On Monday, the top US commander in Afghanistan resigned during a ceremony in the Afghan capital of Kabul, bringing the US one step closer to ending its two-decade-long war. The move comes as Taliban insurgents continue to consolidate their control over large swaths of the country.
Another four-star general will assume authority from his post in the United States to conduct possible airstrikes in defense of Afghan government forces, at least until the United States withdraws completely by Aug. 31.
Gen. Scott Miller, America's top commander in Afghanistan since 2018, handed command of what has come to be known as America's 'forever war' to Marine Gen. Frank McKenzie, the head of US Central Command, in its waning days. McKenzie will be based in Tampa, Florida, at Central Command's headquarters.

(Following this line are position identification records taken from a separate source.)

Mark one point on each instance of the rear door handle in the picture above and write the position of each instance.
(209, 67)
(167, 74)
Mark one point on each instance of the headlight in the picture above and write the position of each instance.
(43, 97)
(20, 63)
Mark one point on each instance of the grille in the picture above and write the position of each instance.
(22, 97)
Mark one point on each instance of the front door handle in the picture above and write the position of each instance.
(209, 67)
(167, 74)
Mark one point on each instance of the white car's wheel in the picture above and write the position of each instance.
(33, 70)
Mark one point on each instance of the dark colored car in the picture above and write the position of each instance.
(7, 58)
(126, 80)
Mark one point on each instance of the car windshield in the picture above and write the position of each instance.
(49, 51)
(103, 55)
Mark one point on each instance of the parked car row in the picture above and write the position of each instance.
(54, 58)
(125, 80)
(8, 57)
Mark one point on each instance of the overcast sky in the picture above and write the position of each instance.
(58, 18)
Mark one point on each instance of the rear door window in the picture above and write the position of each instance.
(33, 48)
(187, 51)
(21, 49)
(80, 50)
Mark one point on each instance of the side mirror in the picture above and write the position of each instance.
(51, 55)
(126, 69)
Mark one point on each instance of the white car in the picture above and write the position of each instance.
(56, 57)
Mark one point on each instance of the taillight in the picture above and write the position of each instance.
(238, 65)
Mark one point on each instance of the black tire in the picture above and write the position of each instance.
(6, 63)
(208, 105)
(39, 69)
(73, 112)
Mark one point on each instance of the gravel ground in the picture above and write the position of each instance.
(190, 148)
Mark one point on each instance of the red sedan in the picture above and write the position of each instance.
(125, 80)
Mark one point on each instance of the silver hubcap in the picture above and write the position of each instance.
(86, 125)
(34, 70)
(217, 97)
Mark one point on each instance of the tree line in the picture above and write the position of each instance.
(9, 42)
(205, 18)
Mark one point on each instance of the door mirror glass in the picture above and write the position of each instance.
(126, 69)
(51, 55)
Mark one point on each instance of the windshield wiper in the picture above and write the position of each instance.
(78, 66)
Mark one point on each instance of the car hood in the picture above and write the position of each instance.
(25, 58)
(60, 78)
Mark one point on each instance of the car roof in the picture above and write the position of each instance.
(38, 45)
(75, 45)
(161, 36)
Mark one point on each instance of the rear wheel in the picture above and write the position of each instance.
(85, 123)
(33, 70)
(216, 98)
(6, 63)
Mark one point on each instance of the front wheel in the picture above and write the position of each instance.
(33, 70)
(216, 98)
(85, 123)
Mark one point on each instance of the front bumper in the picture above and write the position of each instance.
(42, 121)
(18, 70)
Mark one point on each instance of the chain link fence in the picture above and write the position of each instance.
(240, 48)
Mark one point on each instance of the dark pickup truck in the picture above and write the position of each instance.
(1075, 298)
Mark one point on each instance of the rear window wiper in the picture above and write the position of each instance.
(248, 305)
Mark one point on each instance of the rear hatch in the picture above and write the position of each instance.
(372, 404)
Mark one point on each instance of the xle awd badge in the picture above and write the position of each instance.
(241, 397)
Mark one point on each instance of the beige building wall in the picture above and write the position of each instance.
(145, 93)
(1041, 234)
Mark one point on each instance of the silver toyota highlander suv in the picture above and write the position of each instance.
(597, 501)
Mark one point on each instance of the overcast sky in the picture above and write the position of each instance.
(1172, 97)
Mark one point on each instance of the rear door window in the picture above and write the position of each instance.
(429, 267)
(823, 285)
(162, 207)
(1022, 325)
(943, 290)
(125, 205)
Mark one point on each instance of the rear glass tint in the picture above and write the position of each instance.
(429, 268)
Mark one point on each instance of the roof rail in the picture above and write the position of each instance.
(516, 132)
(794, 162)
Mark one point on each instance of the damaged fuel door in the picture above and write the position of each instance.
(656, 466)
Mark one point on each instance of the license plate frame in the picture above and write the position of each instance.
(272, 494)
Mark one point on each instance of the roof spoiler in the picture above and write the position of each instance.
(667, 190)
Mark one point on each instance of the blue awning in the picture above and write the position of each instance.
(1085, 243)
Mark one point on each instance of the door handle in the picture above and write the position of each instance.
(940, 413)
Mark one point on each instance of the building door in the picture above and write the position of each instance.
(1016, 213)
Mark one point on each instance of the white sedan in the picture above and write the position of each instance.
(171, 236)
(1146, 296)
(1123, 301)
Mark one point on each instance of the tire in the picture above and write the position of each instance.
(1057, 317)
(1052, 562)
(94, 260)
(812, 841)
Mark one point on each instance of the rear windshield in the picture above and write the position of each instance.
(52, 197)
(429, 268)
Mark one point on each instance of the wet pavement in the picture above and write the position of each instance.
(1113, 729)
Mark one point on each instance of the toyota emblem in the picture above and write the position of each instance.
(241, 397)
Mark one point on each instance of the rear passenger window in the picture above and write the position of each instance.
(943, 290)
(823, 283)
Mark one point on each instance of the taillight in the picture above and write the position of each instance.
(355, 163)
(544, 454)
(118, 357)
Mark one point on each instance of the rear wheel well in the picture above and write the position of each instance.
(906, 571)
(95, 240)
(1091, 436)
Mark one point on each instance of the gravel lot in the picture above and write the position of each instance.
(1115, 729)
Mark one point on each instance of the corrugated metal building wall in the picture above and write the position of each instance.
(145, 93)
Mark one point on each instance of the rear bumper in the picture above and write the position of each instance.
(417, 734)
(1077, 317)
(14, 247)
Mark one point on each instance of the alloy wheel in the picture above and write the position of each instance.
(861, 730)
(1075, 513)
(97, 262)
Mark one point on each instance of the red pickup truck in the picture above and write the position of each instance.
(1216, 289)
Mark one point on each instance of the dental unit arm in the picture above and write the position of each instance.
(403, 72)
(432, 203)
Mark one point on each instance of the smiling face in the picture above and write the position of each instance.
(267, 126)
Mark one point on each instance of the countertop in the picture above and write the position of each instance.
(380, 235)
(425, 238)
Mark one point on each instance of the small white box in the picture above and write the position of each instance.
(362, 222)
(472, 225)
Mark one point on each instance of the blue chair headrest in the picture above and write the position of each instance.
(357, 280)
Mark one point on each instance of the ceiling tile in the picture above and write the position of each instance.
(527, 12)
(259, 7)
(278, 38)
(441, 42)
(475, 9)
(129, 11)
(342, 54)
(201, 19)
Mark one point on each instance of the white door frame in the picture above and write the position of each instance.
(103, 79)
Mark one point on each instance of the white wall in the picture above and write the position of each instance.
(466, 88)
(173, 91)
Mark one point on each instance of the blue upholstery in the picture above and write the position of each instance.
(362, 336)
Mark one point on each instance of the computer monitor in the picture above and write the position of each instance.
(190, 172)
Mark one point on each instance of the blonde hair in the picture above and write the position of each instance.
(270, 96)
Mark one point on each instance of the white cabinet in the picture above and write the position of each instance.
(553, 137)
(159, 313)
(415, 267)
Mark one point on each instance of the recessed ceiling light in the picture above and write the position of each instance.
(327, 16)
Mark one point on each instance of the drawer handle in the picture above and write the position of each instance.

The handover occurred in the heavily fortified Resolute Support headquarters in the heart of Kabul, at a time when Taliban insurgents are making rapid territorial gains throughout Afghanistan.
Afghanistan's National Defense and Security Forces, which are largely funded by the US and NATO, have resisted in some areas of the country, but the Afghan government appears to have largely abandoned the fight.
The Taliban have gained several strategic districts in recent weeks, most notably along the borders with Iran, Uzbekistan, and Tajikistan.
Over a third of Afghanistan's 421 districts and district centers are controlled by the Taliban. The Taliban's claim of controlling 85 percent of districts is widely regarded as exaggerated.
Following Miller's departure, a two-star admiral stationed at the US Embassy in Kabul will be in charge of the US military's role in securing the American diplomatic presence in Kabul, including defending the Kabul airport.
Miller's departure has no effect on the scope of the United States military mission in Afghanistan, as McKenzie will assume Miller's authority to conduct airstrikes in defense of Afghan government forces in certain circumstances. The conditions under which such strikes could be used are unknown, as is the duration of McKenzie's strike authority.
The United States struck a deal with the Taliban in February 2020 that included a commitment from the insurgent movement not to attack US and NATO troops, which appears to have been mostly kept.
While Washington is not disclosing the exact number of troops remaining in Afghanistan, a CENTCOM statement issued more than a week ago stated that the withdrawal was 90% complete.
President Joe Biden reiterated that the US will continue to provide humanitarian assistance in Afghanistan. Additionally, the US has committed to spending $4.4 billion annually until 2024 to fund Afghanistan's security forces.